O anúncio de que a sequência do estrondosamente bem-sucedido Coringa (2019) seria um musical gerou polarização e surpresa. Primeiro, a polarização se deu pela própria natureza lúdica e teatral que veio a caracterizar o gênero musical e sua relação inconstante com a audiência contemporânea, já acostumada a uma tradição “realista” que predomina no cinema comercial. A surpresa, por sua vez, veio de permitir tal polarização no passo seguinte de um projeto que, ancorado em uma estética de seriedade e em alguma retórica de denúncia social, angariou mais de 1 bilhão de dólares mundialmente e viu Joaquin Phoenix, que assina algumas das mais interessantes interpretações do cinema estadunidense, finalmente conquistar um Oscar de Melhor Ator.
Talvez fosse possível, ainda, para aqueles que não repudiam imediatamente um filme com música e dança, acreditar que a decisão pelo formato poderia gerar algo inventivo, expandindo a gramática fílmica ao alcance do diretor Todd Phillips e promovendo uma experiência ousada dentro da adaptação de um personagem de quadrinhos. Essa crença, no entanto, precisaria ignorar explicitamente um sintoma muito presente já no primeiro filme: se, na direção, ele foi capaz de extrair interesse e drama da encenação, enquanto roteirista, encarregado de tornar um dos mais famosos vilões dos quadrinhos em uma espécie de anti-herói, Phillips não conseguiu estabelecer uma tese que desse conta das contravenções morais do seu protagonista.
Esta incapacidade levou a consequências indesejáveis: quando Arthur Fleck (Phoenix) reage à brutalidade e negligência de seu cotidiano no primeiro Coringa, ele o faz entrando em uma escalada de violência que culmina em um episódio de aclamação pública, no qual uma multidão o cerca e repete seu nome em júbilo, logo após o personagem cometer um homicídio premeditado durante um programa de televisão. Consequentemente, mesmo com lucros e láureas, o longa foi imediatamente criticado por servir como um símbolo incel (termo aglutinado de involuntary celibate, ou celibato involuntário).
Para os desavisados: incels são homens – comumente jovens, brancos e heterossexuais – que integram comunidades online baseadas em um sentimento compartilhado de rejeição social e inadequação generalizada, devido a aparência física, status financeiro e/ou falta de relação com o sexo oposto.
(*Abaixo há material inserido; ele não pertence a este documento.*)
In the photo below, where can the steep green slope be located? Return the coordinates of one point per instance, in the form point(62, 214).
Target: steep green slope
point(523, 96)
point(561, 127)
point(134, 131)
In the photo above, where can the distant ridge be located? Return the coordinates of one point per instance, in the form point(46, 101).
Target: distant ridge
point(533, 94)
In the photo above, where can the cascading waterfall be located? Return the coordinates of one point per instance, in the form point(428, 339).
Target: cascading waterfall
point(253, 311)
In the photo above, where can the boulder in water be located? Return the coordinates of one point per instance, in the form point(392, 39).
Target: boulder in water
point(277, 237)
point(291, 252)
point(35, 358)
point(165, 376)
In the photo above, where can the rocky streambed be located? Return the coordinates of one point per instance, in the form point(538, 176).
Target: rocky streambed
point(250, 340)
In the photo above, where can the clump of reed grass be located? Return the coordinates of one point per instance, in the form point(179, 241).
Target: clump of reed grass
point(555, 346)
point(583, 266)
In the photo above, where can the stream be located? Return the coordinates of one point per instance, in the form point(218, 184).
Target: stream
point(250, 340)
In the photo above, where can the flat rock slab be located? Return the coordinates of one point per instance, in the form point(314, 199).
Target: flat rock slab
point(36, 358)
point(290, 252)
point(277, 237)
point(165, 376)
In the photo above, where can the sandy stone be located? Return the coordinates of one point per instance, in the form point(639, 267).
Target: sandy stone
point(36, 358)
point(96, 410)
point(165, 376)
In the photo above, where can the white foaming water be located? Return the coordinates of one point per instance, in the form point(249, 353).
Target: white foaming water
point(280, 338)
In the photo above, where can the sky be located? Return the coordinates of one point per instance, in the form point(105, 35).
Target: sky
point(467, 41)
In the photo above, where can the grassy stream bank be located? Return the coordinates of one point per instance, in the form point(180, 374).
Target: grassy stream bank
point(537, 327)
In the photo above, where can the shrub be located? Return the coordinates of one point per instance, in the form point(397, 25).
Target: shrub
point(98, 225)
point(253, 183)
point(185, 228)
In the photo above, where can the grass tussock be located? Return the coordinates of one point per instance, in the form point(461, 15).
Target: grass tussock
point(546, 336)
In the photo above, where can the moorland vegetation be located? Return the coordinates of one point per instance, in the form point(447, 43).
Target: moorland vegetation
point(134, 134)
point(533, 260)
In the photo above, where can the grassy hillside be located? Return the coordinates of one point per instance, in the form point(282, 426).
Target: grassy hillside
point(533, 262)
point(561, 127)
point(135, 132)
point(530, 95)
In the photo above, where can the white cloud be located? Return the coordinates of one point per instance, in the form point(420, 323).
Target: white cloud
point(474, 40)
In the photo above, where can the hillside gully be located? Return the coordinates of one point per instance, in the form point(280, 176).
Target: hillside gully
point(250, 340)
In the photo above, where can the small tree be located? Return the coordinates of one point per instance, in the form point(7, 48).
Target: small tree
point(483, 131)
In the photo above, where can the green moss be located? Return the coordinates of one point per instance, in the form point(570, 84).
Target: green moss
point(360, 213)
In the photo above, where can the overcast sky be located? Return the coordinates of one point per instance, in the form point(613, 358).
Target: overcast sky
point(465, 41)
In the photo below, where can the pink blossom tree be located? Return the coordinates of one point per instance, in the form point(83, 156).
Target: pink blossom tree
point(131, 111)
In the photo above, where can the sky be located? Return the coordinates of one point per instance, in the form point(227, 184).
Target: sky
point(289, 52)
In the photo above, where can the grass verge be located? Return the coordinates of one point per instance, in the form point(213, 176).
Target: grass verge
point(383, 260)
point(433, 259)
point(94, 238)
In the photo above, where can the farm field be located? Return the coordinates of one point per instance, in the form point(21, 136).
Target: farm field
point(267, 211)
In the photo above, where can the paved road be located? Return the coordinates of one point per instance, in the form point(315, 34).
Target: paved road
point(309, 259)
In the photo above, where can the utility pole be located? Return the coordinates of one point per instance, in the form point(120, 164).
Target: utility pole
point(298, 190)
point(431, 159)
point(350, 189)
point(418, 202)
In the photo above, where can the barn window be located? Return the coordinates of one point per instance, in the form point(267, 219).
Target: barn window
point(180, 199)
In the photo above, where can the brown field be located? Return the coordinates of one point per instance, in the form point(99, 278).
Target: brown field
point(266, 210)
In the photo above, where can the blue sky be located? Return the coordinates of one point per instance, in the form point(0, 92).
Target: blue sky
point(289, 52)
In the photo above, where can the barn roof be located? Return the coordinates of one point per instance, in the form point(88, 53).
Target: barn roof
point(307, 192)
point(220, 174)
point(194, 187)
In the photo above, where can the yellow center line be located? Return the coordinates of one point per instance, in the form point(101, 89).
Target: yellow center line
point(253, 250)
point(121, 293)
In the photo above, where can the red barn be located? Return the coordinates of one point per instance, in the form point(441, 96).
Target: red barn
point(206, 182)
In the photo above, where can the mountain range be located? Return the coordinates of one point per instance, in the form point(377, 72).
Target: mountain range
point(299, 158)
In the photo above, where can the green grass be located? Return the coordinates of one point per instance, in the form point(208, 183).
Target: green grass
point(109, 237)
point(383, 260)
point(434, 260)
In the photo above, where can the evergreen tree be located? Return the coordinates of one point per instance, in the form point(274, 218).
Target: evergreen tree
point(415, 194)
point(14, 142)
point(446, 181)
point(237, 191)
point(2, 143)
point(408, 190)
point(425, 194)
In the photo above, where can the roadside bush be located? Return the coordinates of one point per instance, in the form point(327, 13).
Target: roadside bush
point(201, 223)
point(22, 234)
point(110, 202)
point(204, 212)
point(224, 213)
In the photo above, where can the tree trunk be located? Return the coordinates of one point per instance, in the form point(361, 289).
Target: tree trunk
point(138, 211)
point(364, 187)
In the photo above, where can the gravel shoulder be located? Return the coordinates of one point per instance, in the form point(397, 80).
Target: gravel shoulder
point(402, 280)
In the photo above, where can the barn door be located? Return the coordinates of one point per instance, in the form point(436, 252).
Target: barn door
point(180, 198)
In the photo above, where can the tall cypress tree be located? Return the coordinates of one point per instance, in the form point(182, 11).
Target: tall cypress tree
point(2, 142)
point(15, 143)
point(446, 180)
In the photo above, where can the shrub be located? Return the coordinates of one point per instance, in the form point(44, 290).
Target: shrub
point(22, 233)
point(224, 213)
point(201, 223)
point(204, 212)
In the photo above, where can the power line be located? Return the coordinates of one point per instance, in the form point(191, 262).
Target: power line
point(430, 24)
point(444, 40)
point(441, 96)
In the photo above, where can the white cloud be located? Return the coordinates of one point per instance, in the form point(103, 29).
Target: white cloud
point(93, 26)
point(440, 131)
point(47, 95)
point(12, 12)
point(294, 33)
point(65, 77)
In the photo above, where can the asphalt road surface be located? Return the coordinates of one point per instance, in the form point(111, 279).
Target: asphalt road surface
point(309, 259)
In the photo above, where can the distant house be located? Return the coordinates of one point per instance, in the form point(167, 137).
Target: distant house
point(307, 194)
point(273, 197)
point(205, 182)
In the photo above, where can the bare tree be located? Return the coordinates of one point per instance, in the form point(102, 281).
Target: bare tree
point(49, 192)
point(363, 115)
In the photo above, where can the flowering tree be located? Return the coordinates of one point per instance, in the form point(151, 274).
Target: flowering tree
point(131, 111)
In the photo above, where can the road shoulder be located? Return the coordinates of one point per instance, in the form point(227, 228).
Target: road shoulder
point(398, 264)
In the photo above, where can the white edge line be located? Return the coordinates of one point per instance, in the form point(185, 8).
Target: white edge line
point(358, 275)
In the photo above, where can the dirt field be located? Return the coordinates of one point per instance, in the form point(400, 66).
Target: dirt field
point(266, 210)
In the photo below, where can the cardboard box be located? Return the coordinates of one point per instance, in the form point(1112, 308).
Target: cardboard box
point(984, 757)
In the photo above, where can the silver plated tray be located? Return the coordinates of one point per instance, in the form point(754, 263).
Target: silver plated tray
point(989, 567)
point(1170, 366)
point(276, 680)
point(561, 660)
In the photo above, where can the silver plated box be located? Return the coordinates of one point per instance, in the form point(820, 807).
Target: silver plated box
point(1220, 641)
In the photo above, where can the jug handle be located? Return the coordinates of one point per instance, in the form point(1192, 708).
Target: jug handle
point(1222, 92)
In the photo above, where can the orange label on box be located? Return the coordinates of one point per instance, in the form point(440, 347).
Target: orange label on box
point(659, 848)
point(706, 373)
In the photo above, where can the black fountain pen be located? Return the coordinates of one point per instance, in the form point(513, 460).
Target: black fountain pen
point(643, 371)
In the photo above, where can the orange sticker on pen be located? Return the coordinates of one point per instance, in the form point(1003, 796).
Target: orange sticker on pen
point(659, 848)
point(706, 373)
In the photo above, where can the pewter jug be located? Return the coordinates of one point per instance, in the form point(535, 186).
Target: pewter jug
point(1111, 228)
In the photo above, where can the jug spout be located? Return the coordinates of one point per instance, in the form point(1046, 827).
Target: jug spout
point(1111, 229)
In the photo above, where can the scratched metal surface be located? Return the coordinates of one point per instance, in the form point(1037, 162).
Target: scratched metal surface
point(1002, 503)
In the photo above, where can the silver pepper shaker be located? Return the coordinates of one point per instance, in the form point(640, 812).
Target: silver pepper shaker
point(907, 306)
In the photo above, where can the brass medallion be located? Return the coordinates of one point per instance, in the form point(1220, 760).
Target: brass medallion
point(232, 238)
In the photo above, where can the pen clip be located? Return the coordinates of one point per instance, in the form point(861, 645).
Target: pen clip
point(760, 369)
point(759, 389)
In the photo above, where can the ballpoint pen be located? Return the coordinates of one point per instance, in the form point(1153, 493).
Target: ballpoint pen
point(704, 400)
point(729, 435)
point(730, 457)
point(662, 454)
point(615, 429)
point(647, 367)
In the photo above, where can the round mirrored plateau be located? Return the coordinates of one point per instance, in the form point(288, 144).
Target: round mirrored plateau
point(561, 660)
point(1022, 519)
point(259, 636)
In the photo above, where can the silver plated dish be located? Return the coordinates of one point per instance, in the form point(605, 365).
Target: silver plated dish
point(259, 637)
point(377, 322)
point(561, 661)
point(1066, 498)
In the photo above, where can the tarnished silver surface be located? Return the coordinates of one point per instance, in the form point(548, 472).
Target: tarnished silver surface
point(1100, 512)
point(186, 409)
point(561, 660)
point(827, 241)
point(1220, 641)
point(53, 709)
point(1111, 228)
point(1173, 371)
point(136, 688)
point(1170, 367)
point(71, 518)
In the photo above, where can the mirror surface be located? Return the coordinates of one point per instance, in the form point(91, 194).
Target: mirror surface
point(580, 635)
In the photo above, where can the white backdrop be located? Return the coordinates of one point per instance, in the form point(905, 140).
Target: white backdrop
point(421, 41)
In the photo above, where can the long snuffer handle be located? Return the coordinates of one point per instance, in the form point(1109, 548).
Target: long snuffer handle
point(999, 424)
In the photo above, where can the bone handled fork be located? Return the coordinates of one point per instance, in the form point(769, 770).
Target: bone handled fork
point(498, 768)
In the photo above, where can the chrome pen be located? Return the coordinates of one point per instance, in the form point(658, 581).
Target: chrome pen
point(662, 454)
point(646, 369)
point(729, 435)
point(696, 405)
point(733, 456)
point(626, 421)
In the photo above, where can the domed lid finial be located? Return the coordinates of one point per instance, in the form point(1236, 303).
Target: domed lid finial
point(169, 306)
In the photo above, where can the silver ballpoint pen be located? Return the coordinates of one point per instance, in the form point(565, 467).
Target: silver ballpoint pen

A visão de mundo cultivada nesses fóruns é desesperançosa, misógina, violenta e consideravelmente complexa, já deixando marcas na linguagem coloquial (a exemplo das terminologias “redpill” e “macho beta”) e gerando episódios de suicído e terrorismo doméstico nos Estados Unidos.
Essa possível associação do primeiro filme com a subcultura destrutiva incomodou Todd Phillips profundamente, e o seu desejo resultante, de desassociar o que deveria ser um conto sobre as consequências de uma sociedade negligente dessa interpretação extremista, é o motor que impulsionou a continuação dessa história. Surge então Coringa: Delírio a Dois (2024), no qual o diretor, tentando dar conta das nuances do Coringa/Arthur Fleck, surge com um drama de tribunal/filme de romance/origem de vilão/musical – fracassando de maneira retumbante em quase todos seus esforços.
Delírio a Dois é situado e cantado predominantemente em dois ambientes: dentro do Asilo Arkham e no tribunal. No primeiro, Fleck inicia o filme depressivo e esquálido, aguardando a conclusão dos trâmites legais que devem condená-lo à morte, até conhecer Lee (Lady Gaga), a Harley Quinn, por quem se apaixona de maneira instantânea e avassaladora. Quando o enredo chega à sala de julgamentos, os personagens já são um casal devoto, com Lee estimulando Arthur a abandonar sua estratégia de defesa legal baseada em doenças mentais e assumir, orgulhosamente, a identidade de Coringa. Regozijado com paixão, o protagonista entra em devaneio, e canta.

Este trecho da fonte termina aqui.